The Deacon, the Deer, and the Bear

Deacon John Colby was the sort of man who believed faith and hard work went hand in hand, and that a good rifle was a gift from God. In the early 1800s, when the forests around Concord, New York still whispered with wolves and deer trails cut through every clearing, the Deacon preached on Sundays and hunted the rest of the week.

The stories of his hunts were told and retold until they found their way into print, tucked between the pages of The History of the Original Town of Concord — proof that some legends really do survive on paper.

One crisp autumn morning around 1824, a young man named John Houvee, who worked for a neighbor named Wilson, came running through the fields claiming he had chased a wolf up a tree. A wolf would have been notable enough, but what they found glaring down from the branches was something far more impressive: a two-year-old black bear, large, irritated, and very much alive.

It took three solid shots from the Deacon’s rifle to persuade “his bearship,” as historian Erasmus Briggs later described him, to leave the tree. By evening, the meat had been shared among neighbors — a welcome gift in any season. But it was the Deacon’s cooking that left the lasting impression. Briggs couldn’t resist adding a touch of local commentary:

“A portion of the meat was given to the neighbors.
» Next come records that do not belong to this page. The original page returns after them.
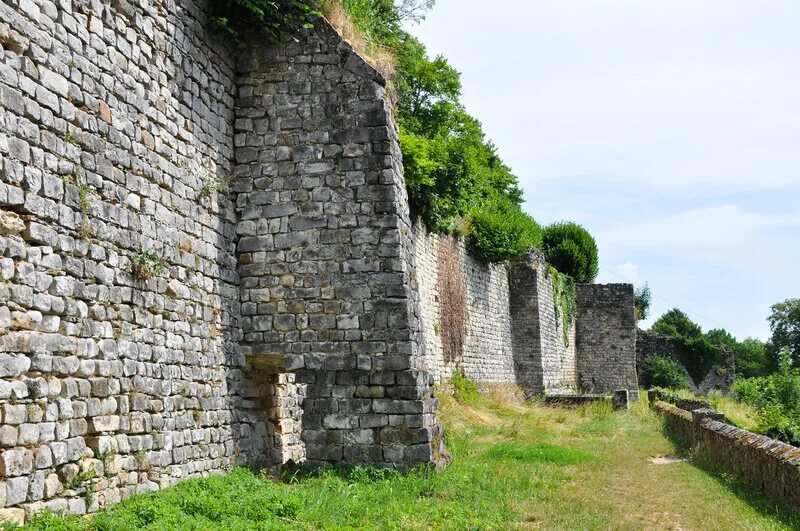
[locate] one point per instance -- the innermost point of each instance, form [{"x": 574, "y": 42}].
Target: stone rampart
[
  {"x": 478, "y": 290},
  {"x": 115, "y": 118},
  {"x": 325, "y": 251},
  {"x": 605, "y": 337},
  {"x": 209, "y": 261}
]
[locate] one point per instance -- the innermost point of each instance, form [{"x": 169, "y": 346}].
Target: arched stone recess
[{"x": 325, "y": 255}]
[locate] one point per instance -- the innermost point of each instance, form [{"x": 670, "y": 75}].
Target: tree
[
  {"x": 642, "y": 299},
  {"x": 720, "y": 336},
  {"x": 784, "y": 321},
  {"x": 571, "y": 250},
  {"x": 675, "y": 323}
]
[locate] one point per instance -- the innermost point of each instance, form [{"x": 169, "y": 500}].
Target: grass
[{"x": 515, "y": 465}]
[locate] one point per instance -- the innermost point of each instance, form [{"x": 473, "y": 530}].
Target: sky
[{"x": 669, "y": 129}]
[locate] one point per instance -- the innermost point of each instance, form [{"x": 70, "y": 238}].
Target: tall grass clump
[{"x": 777, "y": 399}]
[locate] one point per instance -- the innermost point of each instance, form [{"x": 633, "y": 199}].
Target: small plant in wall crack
[
  {"x": 84, "y": 231},
  {"x": 146, "y": 264},
  {"x": 215, "y": 184}
]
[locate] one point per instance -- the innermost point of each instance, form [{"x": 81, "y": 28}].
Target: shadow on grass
[{"x": 737, "y": 485}]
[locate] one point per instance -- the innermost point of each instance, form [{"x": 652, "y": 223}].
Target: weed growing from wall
[
  {"x": 84, "y": 231},
  {"x": 564, "y": 299},
  {"x": 146, "y": 264},
  {"x": 452, "y": 300}
]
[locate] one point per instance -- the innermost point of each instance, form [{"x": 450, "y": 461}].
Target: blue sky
[{"x": 671, "y": 130}]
It was sweet and acceptable, but what was smoked in the Deacon’s log house stone chimney was delicious.”

It’s a line that never fails to make me smile. Even in the 1880s, the author found room to throw a little shade — politely reminding posterity that while the neighbors’ bear roasts were acceptable, Deacon Colby’s smoked bear was superior.

But the bear was only the beginning.

A few years later, the Deacon set out across Nichols’ Flats with his trusty rifle and a mind to bring home a deer. He spotted a fine buck not half a mile from the crossroads, took careful aim, and fired. The deer dropped. Certain of his shot, he strode forward, knife in hand, ready to finish the job.

Except the deer wasn’t finished.

With a sudden kick and snort, the buck sprang up, all hooves and antlers and fury. Before the Deacon could react, he found himself in the middle of a fight he hadn’t planned on — a full-blown struggle of man against nature, piety against panic.

When it was over, the deer lay still, the Deacon victorious, and the field scattered with what remained of his clothing and his dignity. As Briggs recorded,

“The deer rose and put in a remonstrance with hoofs and horns, and tore every vestige of clothing from the Deacon before he could cut the deer’s throat. After that encounter he always reloaded his rifle before approaching a fallen deer.”

The lesson stuck, and apparently, so did the story.

These are the kinds of tales that turn ancestors from ink on a page into people you can almost see — determined, flawed, resourceful, and occasionally ridiculous.

Reverend John Colby, (1771-1851) my sixth-great-grandfather, lived his faith out loud, but I like to think he laughed about that deer story for years. His sermons may have filled the church, but his hunting tales filled the county — and, thankfully, a few made it into history.

That’s what I love most about digging into old county histories and church records, and even the stories whispered down through families. They don’t just give us facts; they give us texture. They show us humor and pride, habits and quirks — the things that make an ancestor real. Each discovery like this reminds me why I research in the first place: to find the people behind the names, to meet them as they were, and to let their stories remind us that our histories were once very human lives.


Source:
Erasmus Briggs, History of the Original Town of Concord, Erie County, N.Y.: From Its First Settlement in 1807 to 1883 (Rochester, NY: Advertiser Company, 1883), pp. 827, 841–842, 844.